Joachim du Bellay
En 1553, un cousin de Joachim du Bellay, le cardinal Jean du Bellay, est appelé par le roi Henri II, en guerre contre Charles–Quint, pour négocier avec le pape Jules III. Joachim, alors âgé de 31 ans et qui a déjà publié avec Ronsard la fameuse Défense et illustration de la langue française l’accompagne en tant que secrétaire. Partis à la fin du mois d’avril 1553, les deux hommes passent par Montargis, Nevers, Lyon, Genève, Côme, Ferrare et arrivent à Rome vers la mi–juin.
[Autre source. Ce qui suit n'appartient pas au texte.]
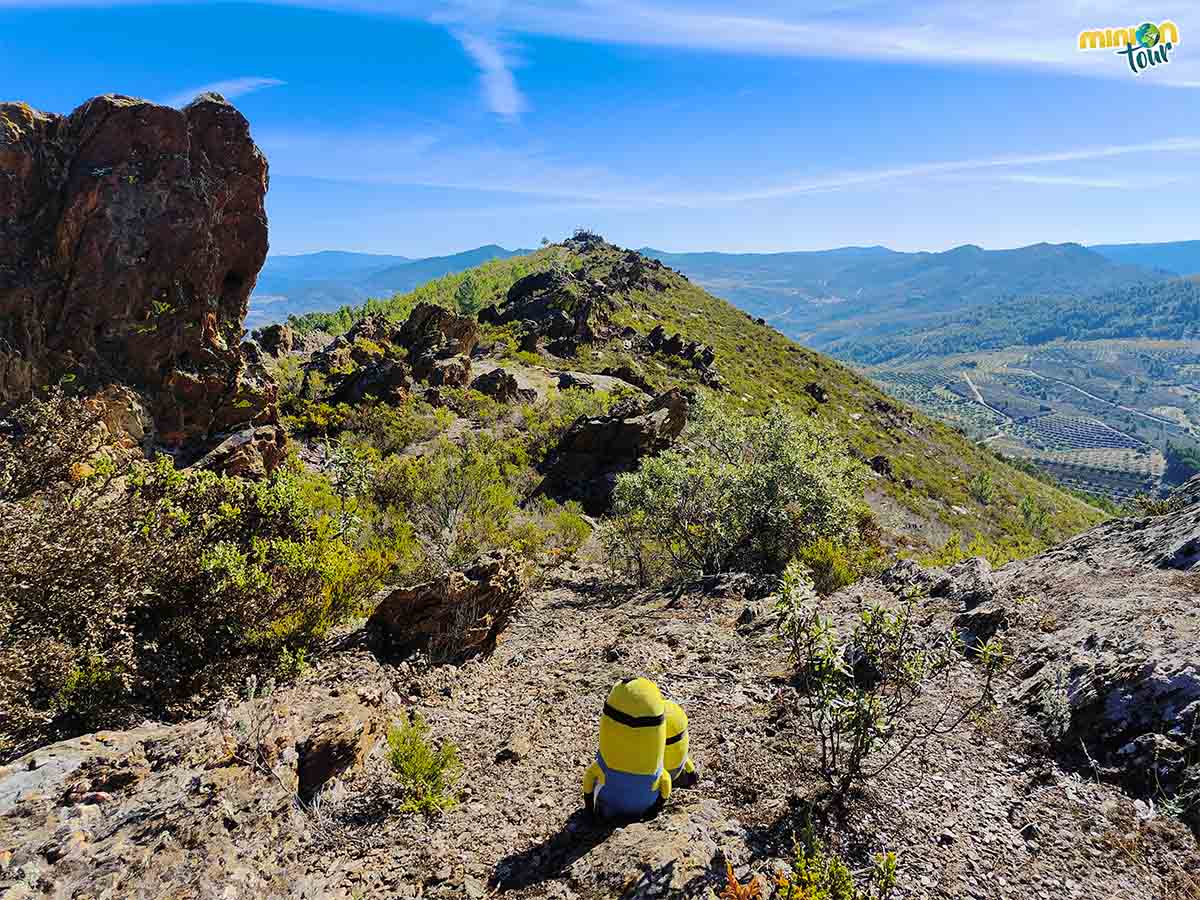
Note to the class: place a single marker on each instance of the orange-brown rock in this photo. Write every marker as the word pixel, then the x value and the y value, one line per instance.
pixel 131 235
pixel 460 615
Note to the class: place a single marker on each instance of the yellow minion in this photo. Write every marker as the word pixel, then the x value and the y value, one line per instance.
pixel 628 779
pixel 676 759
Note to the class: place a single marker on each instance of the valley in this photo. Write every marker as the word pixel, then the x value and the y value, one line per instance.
pixel 1098 415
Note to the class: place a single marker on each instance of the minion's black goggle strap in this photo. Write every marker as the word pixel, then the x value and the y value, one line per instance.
pixel 634 721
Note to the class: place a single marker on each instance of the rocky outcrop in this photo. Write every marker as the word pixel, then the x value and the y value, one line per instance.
pixel 593 451
pixel 1104 630
pixel 555 305
pixel 233 798
pixel 131 235
pixel 275 340
pixel 382 359
pixel 460 615
pixel 699 354
pixel 503 387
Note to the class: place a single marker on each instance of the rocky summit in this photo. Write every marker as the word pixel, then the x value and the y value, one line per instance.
pixel 333 612
pixel 131 235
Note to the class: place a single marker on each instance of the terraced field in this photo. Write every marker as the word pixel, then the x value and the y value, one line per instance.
pixel 1095 414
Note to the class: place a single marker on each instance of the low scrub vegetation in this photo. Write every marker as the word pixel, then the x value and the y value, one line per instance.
pixel 858 694
pixel 427 775
pixel 142 589
pixel 815 873
pixel 741 493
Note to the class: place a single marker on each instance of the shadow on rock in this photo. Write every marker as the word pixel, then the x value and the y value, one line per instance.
pixel 546 861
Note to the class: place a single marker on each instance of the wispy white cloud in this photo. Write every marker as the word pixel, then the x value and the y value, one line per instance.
pixel 427 161
pixel 496 71
pixel 1140 183
pixel 1029 34
pixel 229 89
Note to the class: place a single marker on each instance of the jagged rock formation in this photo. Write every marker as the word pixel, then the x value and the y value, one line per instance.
pixel 553 305
pixel 382 359
pixel 503 388
pixel 131 235
pixel 460 615
pixel 1111 619
pixel 593 451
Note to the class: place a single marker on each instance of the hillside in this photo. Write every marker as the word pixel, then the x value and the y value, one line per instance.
pixel 823 298
pixel 1165 310
pixel 293 286
pixel 922 491
pixel 1043 792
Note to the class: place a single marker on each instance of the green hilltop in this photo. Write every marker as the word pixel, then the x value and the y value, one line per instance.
pixel 934 484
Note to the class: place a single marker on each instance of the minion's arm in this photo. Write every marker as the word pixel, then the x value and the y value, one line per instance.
pixel 593 777
pixel 664 785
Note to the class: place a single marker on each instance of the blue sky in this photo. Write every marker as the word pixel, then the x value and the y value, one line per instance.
pixel 429 127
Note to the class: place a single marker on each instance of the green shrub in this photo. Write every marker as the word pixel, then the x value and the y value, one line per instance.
pixel 1036 514
pixel 817 874
pixel 742 493
pixel 997 552
pixel 833 564
pixel 388 427
pixel 137 589
pixel 983 487
pixel 1158 505
pixel 855 694
pixel 456 497
pixel 427 775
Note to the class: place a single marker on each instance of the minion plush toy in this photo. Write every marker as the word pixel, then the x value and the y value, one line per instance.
pixel 676 759
pixel 627 779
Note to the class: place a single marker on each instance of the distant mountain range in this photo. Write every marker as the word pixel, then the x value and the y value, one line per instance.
pixel 825 298
pixel 822 298
pixel 315 282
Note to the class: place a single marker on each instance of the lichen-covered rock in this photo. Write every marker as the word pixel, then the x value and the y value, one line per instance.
pixel 131 235
pixel 460 615
pixel 340 739
pixel 503 387
pixel 593 451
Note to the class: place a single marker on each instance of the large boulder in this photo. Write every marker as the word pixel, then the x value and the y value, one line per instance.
pixel 503 387
pixel 595 450
pixel 430 327
pixel 131 235
pixel 555 304
pixel 460 615
pixel 1109 619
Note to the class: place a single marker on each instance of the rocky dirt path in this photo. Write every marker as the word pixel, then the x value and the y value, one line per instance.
pixel 979 815
pixel 983 813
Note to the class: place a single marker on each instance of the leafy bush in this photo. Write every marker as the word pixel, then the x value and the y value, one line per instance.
pixel 857 694
pixel 427 775
pixel 833 564
pixel 816 874
pixel 136 589
pixel 456 497
pixel 1036 514
pixel 388 427
pixel 742 493
pixel 997 552
pixel 1158 505
pixel 983 487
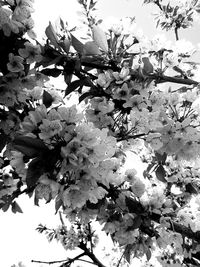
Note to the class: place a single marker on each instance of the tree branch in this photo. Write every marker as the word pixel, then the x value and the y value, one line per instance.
pixel 163 78
pixel 91 255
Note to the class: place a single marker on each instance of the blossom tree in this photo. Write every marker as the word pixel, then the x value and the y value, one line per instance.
pixel 133 94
Nourri, comme tous ses contemporains lettrés, par la culture latine, fervent admirateur des Anciens, et impatient de connaître l’Italie où la Renaissance érudite et artistique a éclot, Du Bellay part dans l’enthousiasme. De plus, en tant que capitale de la chrétienté d’Occident et siège de la papauté, la Ville éternelle offre de nombreux espoirs de carrière. Mais Rome qu’il avait tant magnifié dans ses rêves le déçoit.
Au service de son cousin cardinal, Du Bellay est cantonné dans son poste d’intendant à des tâches ingrates. Il doit s’occuper, par exemple, de régler les divers créanciers, voire de les faire patienter (le cardinal entretenait plus de cent personnes en un magnifique palais). Sa fonction lui fait en outre découvrir les turpitudes, la corruption et la débauche qui sévissaient dans la capitale pontificale. Les quatre années que durent le séjour prennent de plus en plus l’apparence d’un exil. D’une santé fragile, isolé par la surdité dont il est atteint, et surtout nostalgique de son Anjou natal, il ne peut apprécier la beauté de Rome sans amertume : le spectacle des ruines le plonge dans une sombre méditation sur le déclin de toute chose, qui lui inspire le recueil Les Antiquités de Rome, publié à son retour en France, en 1558. Si Du Bellay n’est pas le premier poète de la Renaissance méditant sur Rome, il est le seul à lui consacrer toute une œuvre poétique en français et à lui offrir le sonnet jusqu’alors réservé à l’évocation amoureuse.
Ruines et nostalgie
Sacrés coteaux, et vous saintes ruines,
Qui le seul nom de Rome retenez,
Vieux monuments, qui encor soutenez
L’honneur poudreux de tant d’âmes divines :
Arcs triomphaux, pointes du ciel voisines,
Qui de vous voir le ciel même étonnez,
Las, peu à peu cendre vous devenez,
Fable du peuple et publiques rapines !
Et bien qu’au temps pour un temps fassent guerre
Les bâtiments, si est–ce que le temps
Œuvres et noms finablement atterre.
Tristes désirs, vivez doncques contents :
Car si le temps finit chose si dure,
Il finira la peine que j’endure.
(Les Antiquités de Rome – Sonnet VII)
Rome de Rome est le seul monument
Nouveau venu, qui cherches Rome en Rome
Et rien de Rome en Rome n’aperçois,
Ces vieux palais, ces vieux arcs que tu vois,
Et ces vieux murs, c’est ce que Rome on nomme.
Vois quel orgueil, quelle ruine : et comme
Celle qui mit le monde sous ses lois,
Pour dompter tout, se dompta quelquefois,
Et devint proie au temps, qui tout consomme.
Rome de Rome est le seul monument,
Et Rome Rome a vaincu seulement.
Le Tibre seul, qui vers la mer s’enfuit,
Reste de Rome. Ô mondaine inconstance !
Ce qui est ferme, est par le temps détruit,
Et ce qui fuit, au temps fait résistance.